Our military aircraft take years to be designed, engineered and built; they are extremely expensive (and often out of budget); they take highly skilled people to operate them; they are surprisingly fragile; they are beholden to the military-industrial complex. They are the most sophisticated of their type in the world, but these UAPs pass by them like a Ferrari passing in front of a tractor.
It is feared that UAPs tend to be seen around aircraft and military bases, but then again, the military also tends to be careful of observation and has advanced capabilities for such observation. “We don’t want potential adversaries to know exactly what we see or understand,” Moultrie said coyly.
Officials and lawmakers agreed that it could be helpful if there was a central way to compile civil reports. We mostly have military reports because that’s what’s been gathered, since the military has stepped up its own reporting since its June 2021 report to Congress. At present, however, the two officials stressed, we have “insufficient data”. Mr Moultrie said: ‘So we have a data problem.
So, maybe UAPs are, indeed, aliens. Perhaps a John Galt-type character has formed his own collective of “mind men” to create new technologies for his own use. Maybe it’s just swamp gas. What we do know is that we don’t know (yet).
What intrigues me is that they seem way beyond our abilities, beyond our comprehension. They mystify us. They make our technology look outdated. They sometimes seem to defy the laws of physics. Astrobiologist Hagg Misra said Scientific news“Maybe they’re a sign of something like new physics.
This, my friends, is thrilling.
I like to think that UAPs were built in a teenager’s garage, using off-the-shelf materials in a new way, driven by that teenager and his buddies on the go. Whether that garage is in Des Moines or Alpha Centauri, I don’t care.
I like things that put us in our place, that remind us that we don’t have all the answers, that open our minds to the realization that there is still much to learn. I remember the famous physicist Lord Kelvin who, in 1897, lamented: “there is nothing new to discover in physics now”. That was, mind you, just before the theory of relativity and quantum physics.
Moral of the story: if you think you know how our healthcare system works and what constraints it must have, maybe you should be open to healthcare NAPs – unidentified alternative possibilities.

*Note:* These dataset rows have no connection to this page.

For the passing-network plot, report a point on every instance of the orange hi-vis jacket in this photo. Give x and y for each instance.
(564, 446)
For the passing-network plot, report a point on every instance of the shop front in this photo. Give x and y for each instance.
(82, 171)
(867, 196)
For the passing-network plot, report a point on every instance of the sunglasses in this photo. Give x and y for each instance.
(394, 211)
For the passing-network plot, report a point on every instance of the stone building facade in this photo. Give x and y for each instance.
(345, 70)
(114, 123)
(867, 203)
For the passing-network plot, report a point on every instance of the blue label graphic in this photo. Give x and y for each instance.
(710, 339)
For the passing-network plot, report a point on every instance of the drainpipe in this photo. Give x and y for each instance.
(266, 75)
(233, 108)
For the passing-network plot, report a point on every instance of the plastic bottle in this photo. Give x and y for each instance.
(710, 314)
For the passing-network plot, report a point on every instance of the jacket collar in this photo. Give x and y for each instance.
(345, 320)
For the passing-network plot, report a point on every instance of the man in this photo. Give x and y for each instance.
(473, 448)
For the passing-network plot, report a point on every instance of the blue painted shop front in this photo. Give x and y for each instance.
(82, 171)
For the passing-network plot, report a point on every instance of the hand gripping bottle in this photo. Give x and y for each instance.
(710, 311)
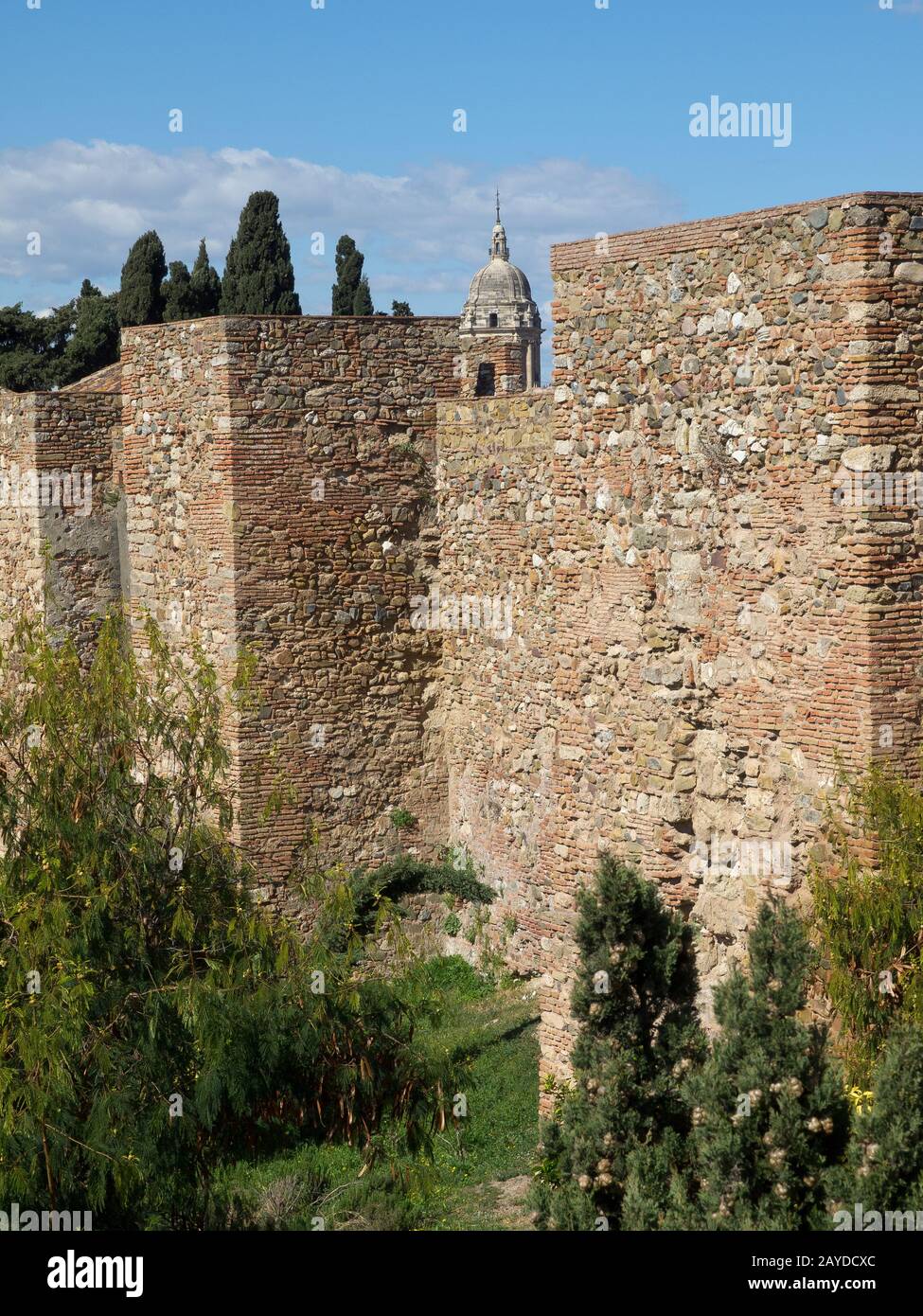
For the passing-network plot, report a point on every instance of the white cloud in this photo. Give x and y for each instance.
(423, 232)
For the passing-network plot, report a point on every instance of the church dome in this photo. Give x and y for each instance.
(499, 296)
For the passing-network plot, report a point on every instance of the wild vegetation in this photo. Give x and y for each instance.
(53, 349)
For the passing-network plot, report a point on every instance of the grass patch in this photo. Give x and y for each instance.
(492, 1031)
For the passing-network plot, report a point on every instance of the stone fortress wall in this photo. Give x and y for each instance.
(627, 613)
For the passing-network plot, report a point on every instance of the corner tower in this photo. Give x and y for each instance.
(501, 328)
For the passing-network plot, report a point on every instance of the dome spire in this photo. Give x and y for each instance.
(498, 248)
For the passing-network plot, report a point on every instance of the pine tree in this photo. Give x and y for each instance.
(639, 1033)
(178, 296)
(141, 295)
(349, 262)
(363, 304)
(769, 1112)
(95, 340)
(205, 284)
(258, 276)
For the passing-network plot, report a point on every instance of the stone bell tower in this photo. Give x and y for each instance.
(501, 328)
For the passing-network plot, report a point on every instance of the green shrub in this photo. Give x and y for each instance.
(871, 921)
(771, 1117)
(154, 1024)
(635, 1005)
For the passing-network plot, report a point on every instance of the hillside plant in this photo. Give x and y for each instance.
(141, 291)
(871, 920)
(885, 1165)
(258, 276)
(155, 1024)
(637, 1036)
(205, 284)
(769, 1113)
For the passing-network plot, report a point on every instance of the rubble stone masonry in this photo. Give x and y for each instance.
(647, 610)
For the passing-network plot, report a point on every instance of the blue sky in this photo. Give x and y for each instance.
(581, 114)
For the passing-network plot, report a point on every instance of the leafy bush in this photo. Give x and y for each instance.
(871, 921)
(771, 1117)
(635, 1003)
(155, 1025)
(885, 1169)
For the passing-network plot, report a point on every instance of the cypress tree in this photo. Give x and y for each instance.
(95, 340)
(635, 1002)
(363, 304)
(769, 1112)
(258, 276)
(349, 262)
(141, 293)
(205, 284)
(178, 296)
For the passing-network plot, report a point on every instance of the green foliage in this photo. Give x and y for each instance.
(49, 351)
(635, 1005)
(769, 1112)
(135, 965)
(95, 340)
(141, 293)
(258, 276)
(349, 262)
(205, 284)
(178, 295)
(885, 1166)
(490, 1036)
(871, 923)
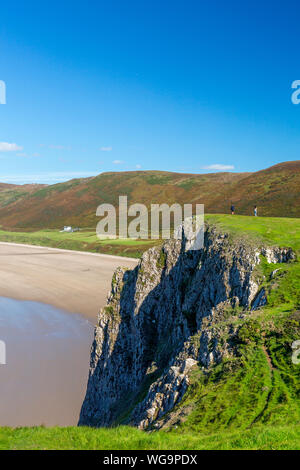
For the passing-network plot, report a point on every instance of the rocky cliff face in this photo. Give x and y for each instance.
(164, 317)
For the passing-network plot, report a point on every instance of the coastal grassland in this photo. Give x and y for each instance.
(251, 400)
(282, 231)
(127, 438)
(85, 240)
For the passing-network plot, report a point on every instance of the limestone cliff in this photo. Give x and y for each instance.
(144, 345)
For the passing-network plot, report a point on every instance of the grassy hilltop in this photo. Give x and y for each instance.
(249, 402)
(275, 191)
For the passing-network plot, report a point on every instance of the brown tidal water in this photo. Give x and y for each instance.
(47, 361)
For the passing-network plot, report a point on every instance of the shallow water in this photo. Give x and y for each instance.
(47, 361)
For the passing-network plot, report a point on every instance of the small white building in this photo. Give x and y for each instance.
(67, 228)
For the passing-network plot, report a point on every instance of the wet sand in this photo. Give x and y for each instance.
(74, 281)
(47, 364)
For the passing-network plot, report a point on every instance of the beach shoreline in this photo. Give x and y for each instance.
(74, 281)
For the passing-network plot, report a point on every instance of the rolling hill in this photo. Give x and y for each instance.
(276, 192)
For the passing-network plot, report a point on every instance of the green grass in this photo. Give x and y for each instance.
(125, 438)
(251, 400)
(85, 240)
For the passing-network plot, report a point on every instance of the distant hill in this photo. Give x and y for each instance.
(276, 192)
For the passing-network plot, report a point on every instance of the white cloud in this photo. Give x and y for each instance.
(7, 147)
(60, 147)
(218, 167)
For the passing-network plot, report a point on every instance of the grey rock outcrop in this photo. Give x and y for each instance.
(144, 346)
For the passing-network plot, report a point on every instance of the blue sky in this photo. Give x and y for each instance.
(166, 85)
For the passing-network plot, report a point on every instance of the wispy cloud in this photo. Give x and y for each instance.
(218, 167)
(60, 147)
(8, 147)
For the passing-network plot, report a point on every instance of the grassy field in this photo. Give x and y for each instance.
(282, 231)
(269, 230)
(85, 240)
(125, 438)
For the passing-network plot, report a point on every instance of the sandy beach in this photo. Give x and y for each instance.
(74, 281)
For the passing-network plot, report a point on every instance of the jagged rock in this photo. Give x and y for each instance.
(161, 319)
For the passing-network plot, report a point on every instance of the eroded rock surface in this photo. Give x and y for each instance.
(144, 345)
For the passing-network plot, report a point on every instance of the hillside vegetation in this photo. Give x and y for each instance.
(275, 191)
(247, 401)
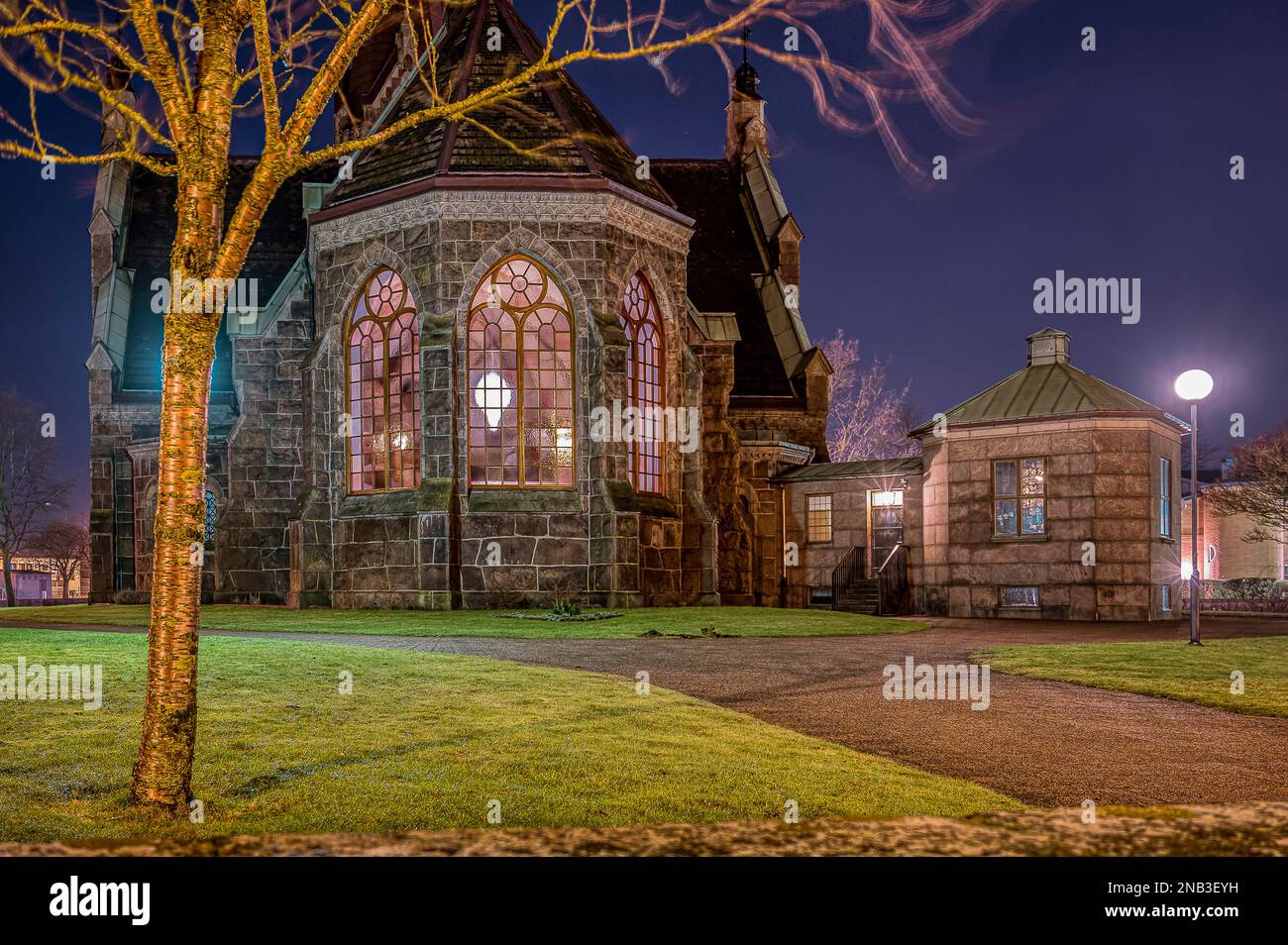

In “The X-Files,” Fox Mulder’s unspoken (but not unspoken) mantra was “I want to believe.” It turned out that there was have been UFOs, extraterrestrials have been among us, and there been an alien/government conspiracy. Sometimes being the only believer isn’t crazy.
I want to believe in a health system that is radically cheaper, much more efficient and that respects health equity. I’m all for any new physics – or, I guess, new biology – that helps us accomplish this health system.
I’m waiting for the pill that fixes genetic defects, the harmless beam that destroys incipient cancers, the relentless nanobots that prevent strokes and heart attacks. I want the kind of health care I see in science fiction.
In today’s healthcare system, such miracles would find the pill extremely expensive, the side effects of the beam so severe they could outweigh the benefits, and the nanobots susceptible to hacking. Instead of technology being so advanced that it is indistinguishable from magic, as Arthur Clark said, in health we get magic that promises too much, delivers too little, and costs too much.
Our healthcare system is very much like those military aircraft – slow to change, incomparably expensive, highly technical, dependent on skilled operators, disturbingly fragile, and deeply indebted to the medical/industrial complex. I hope a health care UAP outsmarts them like a child on a ride.
I don’t want everyone to suddenly believe in UFOs, nor do I want anyone to assume that their technologies are beyond our capabilities. I want us to let them open our minds to the possibilities they suggest.
Likewise, many observations suggest that our healthcare system could be much better, but we will need true believers for that to happen. Are you one of them?